Türkiye’nin sıcak para ihtiyacı
olumsuz etkilenecek

Ancak bu noktada ekonomistlerin önemli bir itirazı devreye giriyor. Şöyle ki, içinden geçtiğimiz küresel ekonomik dönem likiditenin ‘anavatanına’ çekildiği ve özellikle de Türkiye gibi gelişmekte olan ülkelerin dış kaynağa her zamankinden daha fazla ihtiyaç duyduğu bir dönem. Türkiye’ye son dönemde dışarıdan gelen hem portföy hem de diğer yatırımların kompozisyonuna bakıldığında, Körfez Bölgesi ülkeleri ve Rusya gibi ülkelerden gelen petro-dolar diye de tabir edilen kaynakların olduğu görülüyor. Petrol fiyatlarında yaşanan bu tarz sert düşüşler de bu ülkelerin şirketlerinin ve fonlarının bilançolarını ciddi anlamda tahrip ediyor. Varlıklarında ciddi bir erime yaşayan bu şirket ya da fonlar da yurtdışı yatırımları kısma yönünde eğilim gösteriyor.
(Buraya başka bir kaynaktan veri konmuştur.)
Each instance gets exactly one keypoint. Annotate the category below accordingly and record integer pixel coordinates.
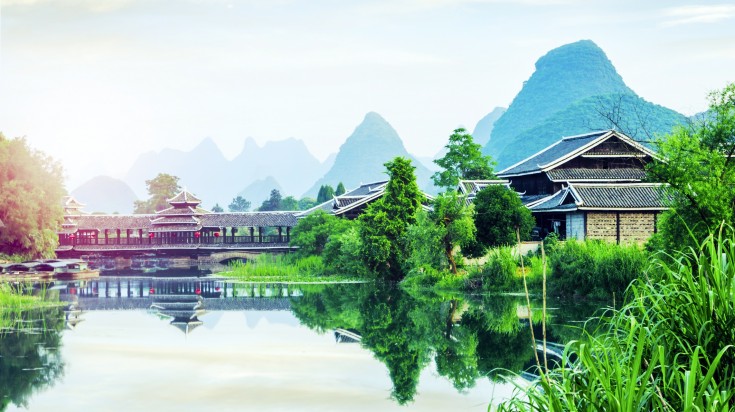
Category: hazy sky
(96, 82)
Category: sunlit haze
(95, 83)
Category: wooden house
(590, 186)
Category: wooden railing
(156, 241)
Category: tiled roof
(184, 197)
(622, 196)
(249, 219)
(102, 222)
(585, 196)
(558, 150)
(561, 175)
(175, 220)
(175, 228)
(471, 187)
(561, 200)
(173, 211)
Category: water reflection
(29, 353)
(467, 337)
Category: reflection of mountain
(30, 359)
(467, 339)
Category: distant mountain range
(575, 89)
(204, 170)
(360, 159)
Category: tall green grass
(282, 268)
(19, 297)
(669, 348)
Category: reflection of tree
(29, 357)
(467, 337)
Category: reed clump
(668, 348)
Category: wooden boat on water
(74, 270)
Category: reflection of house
(351, 204)
(183, 225)
(589, 186)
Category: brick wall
(602, 226)
(634, 227)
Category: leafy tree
(464, 160)
(384, 224)
(306, 203)
(289, 203)
(312, 232)
(160, 189)
(499, 212)
(31, 192)
(326, 192)
(272, 203)
(699, 167)
(340, 189)
(239, 204)
(455, 221)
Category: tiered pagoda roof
(182, 216)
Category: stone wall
(602, 226)
(634, 227)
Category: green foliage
(464, 160)
(384, 224)
(425, 244)
(272, 203)
(340, 189)
(669, 348)
(306, 203)
(31, 191)
(289, 203)
(455, 220)
(699, 167)
(499, 212)
(594, 268)
(312, 232)
(30, 342)
(239, 204)
(326, 192)
(342, 252)
(160, 189)
(499, 272)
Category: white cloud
(698, 14)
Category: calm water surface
(203, 344)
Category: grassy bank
(669, 348)
(15, 297)
(284, 268)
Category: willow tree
(384, 224)
(31, 193)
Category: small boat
(76, 270)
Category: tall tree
(455, 221)
(464, 160)
(499, 213)
(160, 189)
(698, 163)
(326, 192)
(272, 203)
(340, 189)
(384, 224)
(239, 204)
(31, 192)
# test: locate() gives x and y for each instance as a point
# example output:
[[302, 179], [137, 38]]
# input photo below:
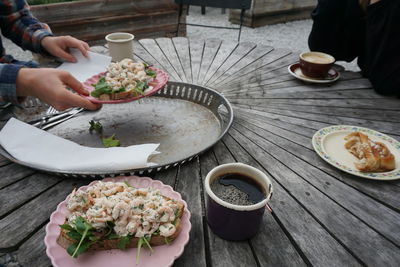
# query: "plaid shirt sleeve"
[[8, 78], [18, 24]]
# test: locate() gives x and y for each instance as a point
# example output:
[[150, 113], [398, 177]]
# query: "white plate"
[[295, 71], [329, 145]]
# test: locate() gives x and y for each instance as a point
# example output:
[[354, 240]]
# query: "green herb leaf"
[[151, 73], [122, 89], [128, 184], [71, 249], [80, 225], [101, 87], [95, 126], [123, 242], [146, 240], [66, 226], [110, 228], [83, 228], [111, 141], [140, 87], [74, 235], [140, 244], [82, 248], [113, 236], [177, 215]]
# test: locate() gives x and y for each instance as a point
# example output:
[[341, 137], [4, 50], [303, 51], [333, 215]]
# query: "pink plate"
[[162, 255], [160, 81]]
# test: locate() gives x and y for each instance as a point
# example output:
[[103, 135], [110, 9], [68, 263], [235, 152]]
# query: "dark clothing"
[[342, 28]]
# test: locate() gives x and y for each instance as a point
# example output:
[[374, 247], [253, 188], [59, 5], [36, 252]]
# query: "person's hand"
[[49, 85], [59, 46]]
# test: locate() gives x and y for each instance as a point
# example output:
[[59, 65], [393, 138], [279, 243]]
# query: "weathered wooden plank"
[[170, 53], [222, 252], [34, 213], [211, 48], [16, 194], [374, 104], [263, 75], [182, 48], [33, 251], [252, 58], [188, 185], [344, 226], [385, 127], [141, 54], [318, 245], [152, 48], [365, 208], [245, 119], [12, 173], [241, 51], [282, 124], [251, 72], [384, 192], [296, 89], [196, 48], [224, 51], [167, 177], [287, 119], [391, 116]]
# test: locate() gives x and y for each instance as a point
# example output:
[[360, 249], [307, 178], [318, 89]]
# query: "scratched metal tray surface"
[[185, 119]]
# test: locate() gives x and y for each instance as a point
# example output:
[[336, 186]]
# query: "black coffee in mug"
[[237, 198], [238, 189]]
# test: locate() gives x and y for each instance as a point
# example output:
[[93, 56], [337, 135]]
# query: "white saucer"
[[329, 144], [295, 71]]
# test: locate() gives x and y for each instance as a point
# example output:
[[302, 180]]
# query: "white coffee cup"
[[120, 45]]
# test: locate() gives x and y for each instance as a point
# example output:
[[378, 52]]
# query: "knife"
[[55, 117], [53, 122]]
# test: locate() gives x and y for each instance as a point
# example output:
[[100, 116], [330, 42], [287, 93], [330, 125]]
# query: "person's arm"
[[18, 24], [338, 28], [8, 77], [50, 86]]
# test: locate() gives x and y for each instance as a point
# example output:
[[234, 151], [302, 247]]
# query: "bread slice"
[[373, 156], [120, 95], [156, 240], [105, 244]]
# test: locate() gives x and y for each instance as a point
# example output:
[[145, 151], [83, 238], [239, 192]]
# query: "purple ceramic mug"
[[230, 221]]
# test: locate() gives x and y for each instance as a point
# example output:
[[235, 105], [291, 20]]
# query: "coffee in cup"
[[316, 64], [237, 198]]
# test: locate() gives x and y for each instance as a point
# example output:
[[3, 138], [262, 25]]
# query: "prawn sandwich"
[[124, 79], [110, 215]]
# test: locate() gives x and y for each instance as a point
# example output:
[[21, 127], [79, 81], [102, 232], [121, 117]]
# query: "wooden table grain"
[[321, 215]]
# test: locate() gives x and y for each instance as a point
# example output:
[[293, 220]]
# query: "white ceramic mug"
[[120, 45]]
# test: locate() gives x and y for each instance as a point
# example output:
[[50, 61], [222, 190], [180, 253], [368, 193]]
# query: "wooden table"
[[321, 215]]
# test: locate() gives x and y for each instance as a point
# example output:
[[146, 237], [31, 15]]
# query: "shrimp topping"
[[133, 211]]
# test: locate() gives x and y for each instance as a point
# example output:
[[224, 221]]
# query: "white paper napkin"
[[85, 68], [41, 149]]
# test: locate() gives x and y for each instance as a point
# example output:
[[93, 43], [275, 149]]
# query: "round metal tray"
[[185, 119]]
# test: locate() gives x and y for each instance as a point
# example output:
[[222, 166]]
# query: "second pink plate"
[[162, 256], [158, 83]]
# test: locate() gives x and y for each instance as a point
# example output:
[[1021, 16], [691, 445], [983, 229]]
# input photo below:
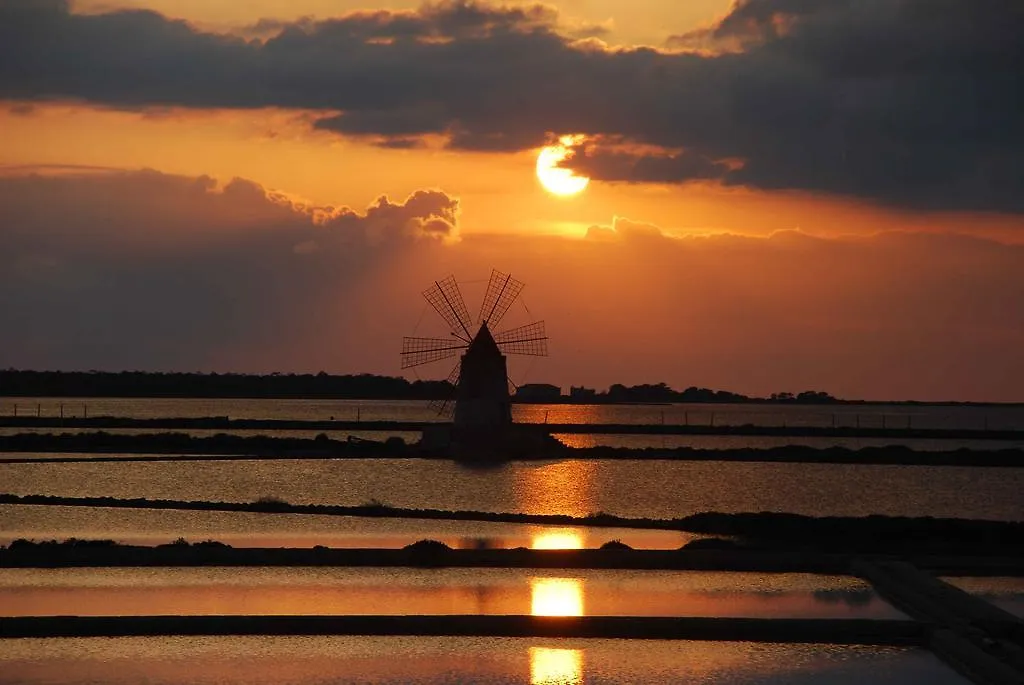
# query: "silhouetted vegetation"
[[181, 446], [765, 530], [147, 384], [17, 383]]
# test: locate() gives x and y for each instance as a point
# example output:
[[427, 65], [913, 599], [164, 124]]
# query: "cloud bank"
[[122, 270], [909, 102]]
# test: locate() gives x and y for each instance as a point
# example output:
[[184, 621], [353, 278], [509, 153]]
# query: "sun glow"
[[554, 178], [556, 597], [558, 540], [555, 667]]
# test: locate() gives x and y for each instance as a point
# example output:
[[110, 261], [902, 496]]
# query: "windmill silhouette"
[[482, 404]]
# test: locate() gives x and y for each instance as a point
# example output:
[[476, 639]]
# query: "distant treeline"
[[660, 392], [14, 383]]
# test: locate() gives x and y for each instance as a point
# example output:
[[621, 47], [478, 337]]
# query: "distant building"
[[582, 394], [539, 392]]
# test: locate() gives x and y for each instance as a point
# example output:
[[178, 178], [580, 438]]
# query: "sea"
[[574, 486]]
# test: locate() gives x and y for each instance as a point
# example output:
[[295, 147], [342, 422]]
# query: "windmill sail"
[[502, 292], [478, 388], [445, 298], [443, 407], [529, 340], [418, 351]]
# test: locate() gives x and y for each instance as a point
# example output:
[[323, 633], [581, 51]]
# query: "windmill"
[[481, 397]]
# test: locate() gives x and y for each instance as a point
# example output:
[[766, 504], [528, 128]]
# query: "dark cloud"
[[910, 102], [140, 269], [598, 163], [143, 269]]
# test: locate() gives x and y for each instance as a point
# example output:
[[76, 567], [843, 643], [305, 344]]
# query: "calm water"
[[452, 591], [320, 660], [318, 410], [643, 488], [1006, 593], [570, 439], [146, 526]]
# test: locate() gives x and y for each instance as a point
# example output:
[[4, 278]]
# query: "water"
[[574, 439], [1006, 593], [455, 591], [633, 488], [148, 526], [893, 416], [417, 660]]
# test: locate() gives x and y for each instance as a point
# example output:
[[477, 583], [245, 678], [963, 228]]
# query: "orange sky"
[[701, 337]]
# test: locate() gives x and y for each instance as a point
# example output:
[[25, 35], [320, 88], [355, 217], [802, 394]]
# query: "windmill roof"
[[483, 343]]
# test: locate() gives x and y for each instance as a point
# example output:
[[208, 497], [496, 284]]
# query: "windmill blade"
[[502, 291], [529, 340], [445, 298], [418, 351], [444, 407]]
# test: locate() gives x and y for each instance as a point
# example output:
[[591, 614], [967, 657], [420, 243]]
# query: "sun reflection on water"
[[555, 667], [556, 597], [557, 540]]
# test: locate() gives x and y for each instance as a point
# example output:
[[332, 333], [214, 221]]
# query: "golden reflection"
[[556, 597], [555, 667], [557, 540], [562, 487]]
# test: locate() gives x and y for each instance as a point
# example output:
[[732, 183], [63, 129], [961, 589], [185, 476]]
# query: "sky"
[[783, 195]]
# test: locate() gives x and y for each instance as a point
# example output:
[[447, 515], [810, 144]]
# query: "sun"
[[556, 179]]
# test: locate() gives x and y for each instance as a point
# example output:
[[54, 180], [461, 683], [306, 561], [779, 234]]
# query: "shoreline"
[[833, 631], [723, 532], [222, 446]]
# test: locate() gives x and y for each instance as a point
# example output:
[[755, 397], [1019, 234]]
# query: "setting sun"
[[554, 178]]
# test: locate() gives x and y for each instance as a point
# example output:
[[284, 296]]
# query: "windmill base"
[[488, 445]]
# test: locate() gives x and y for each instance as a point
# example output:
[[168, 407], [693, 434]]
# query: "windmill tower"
[[482, 404]]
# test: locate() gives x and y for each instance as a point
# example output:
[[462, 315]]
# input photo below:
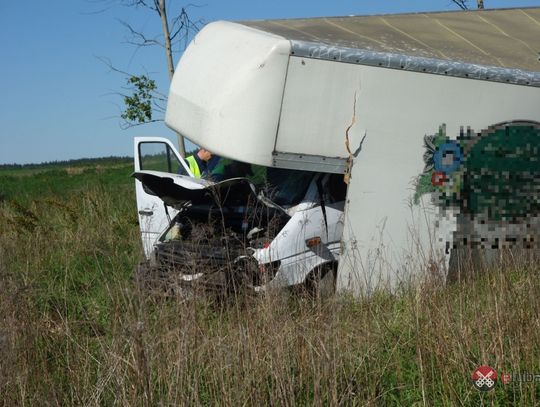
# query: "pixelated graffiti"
[[490, 179]]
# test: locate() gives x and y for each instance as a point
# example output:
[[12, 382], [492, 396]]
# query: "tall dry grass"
[[75, 330]]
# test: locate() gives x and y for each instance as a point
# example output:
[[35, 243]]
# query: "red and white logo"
[[506, 378], [484, 378]]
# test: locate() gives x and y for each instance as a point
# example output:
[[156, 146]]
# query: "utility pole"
[[161, 9]]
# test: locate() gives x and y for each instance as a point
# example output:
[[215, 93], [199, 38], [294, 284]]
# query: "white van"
[[283, 232]]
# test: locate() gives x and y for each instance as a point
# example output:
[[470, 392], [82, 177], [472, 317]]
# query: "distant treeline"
[[79, 162]]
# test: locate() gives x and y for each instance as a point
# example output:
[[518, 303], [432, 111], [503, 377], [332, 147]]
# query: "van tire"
[[321, 282]]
Hâl böyle olunca da ilk bakışta, Türkiye ekonomisi için olumlu gözlenen petrol fiyatlarındaki düşüş, madalyonun diğer tarafını çevirince farklı bir etkiye de neden olabilecek gibi duruyor. En azından ekonomistler ve uzmanlar, analizlerinde, olası bu olumsuz etkinin de altını kalın bir şekilde çiziyor. Rusya Merkez Bankası Başkanı Elvira Nabiullina’nın geçtiğimiz günlerde yaptığı risk senaryosuna göre, 2019’da petrol fiyatlarının varil başına 35 dolara kadar düşebileceği açıklaması ve “Bunun gerçekleşmesi halinde, yaptırımların da etkisiyle Rus ekonomisi 2019’da resesyona girer” yorumu, ekonomistlerin kaygısının hiç de haksız olmadığını gösteriyor.
2018’e 66 dolar seviyesinde başlayan ve aslında yılın ilk yarısında 80 doların üzerine çıkmış olan petrol, ağustosta 70 dolara gerilemişti. Ağustos ayının devamında kayıplarını silen petrol, 3 Ekim’de 86,75 dolar ile son 4 yılın zirvesini görmüştü. Peki, fiyatlar neden yükseldi?
OPEC ve diğer üretici ülkelerin arz kesintisine sadık kalmaları, ABD ham petrol stoklarında azalma olması, ABD’nin İran’a uygulayacağı yaptırım kaygıları ve talepteki artış fiyatların yıl içinde yükselmesini sağladı. Ancak ABD ve Çin arasındaki ticaret savaşlarının küresel büyümeyi zorlayacağı ve petrol talebinin azalacağı kaygısı, dönem dönem fiyatlarda gerilemeye neden olsa da yıl içi yükseliş trendi korundu.

Petrol fiyatları neden
düşüyor?

ABD Başkanı Trump, yıl içinde çok defa fiyatlardaki yükselişin suni olduğunu, gerçeği yansıtmadığını belirterek OPEC’i suçlamıştı, OPEC ise arz kesintisine devam ederek günlük milyon/varil üretimlerine sadık kaldı. Ancak OPEC’in toplantıda arz kesintisine davam edebilmesi haberleri dahi fiyatlardaki düşüşü engelleyemedi. Ekim ayında küresel piyasalardaki satışlar hızlandı ve enerji-emtia hisselerinde de sert kayıplar yaşandı. Hisselerdeki düşüş güvenli liman özelliği taşıyan varlıklara ve ABD tahvillerine talebi artırdı.
Enerji hisselerindeki düşüş, fiyatları baskılarken ABD ham petrol stoklarında artış olması da düşüşü hızlandırdı. ABD’nin İran’a uygulayacağı yaptırımların petrol ihracatı ve ticaretini zorlayacağı kaygısı fiyatlardaki yükselişin nedenlerinden biriydi ancak ABD, Çin, Yunanistan, Hindistan ve Türkiye gibi ithalatının büyük kısmını İran’dan yapan 8 ülkeye 6 aylık geçici muafiyet tanıdı. Bu muafiyet ile korkulan sorunun yaşanmayacağı düşüncesi de fiyatlardaki geri çekilmeyi destekledi. Yine ekim ayı içinde S. Arabistan’ın üretimi artıracağı haberleri de fiyatları baskıladı. S. Arabistan’ın, gerek İran ambargosu gerekse OPEC ve diğer üreticilerin üretim açığını kapatmak için günlük üretimini artacağı haberleri, petrol üzerinde negatif etki yarattı.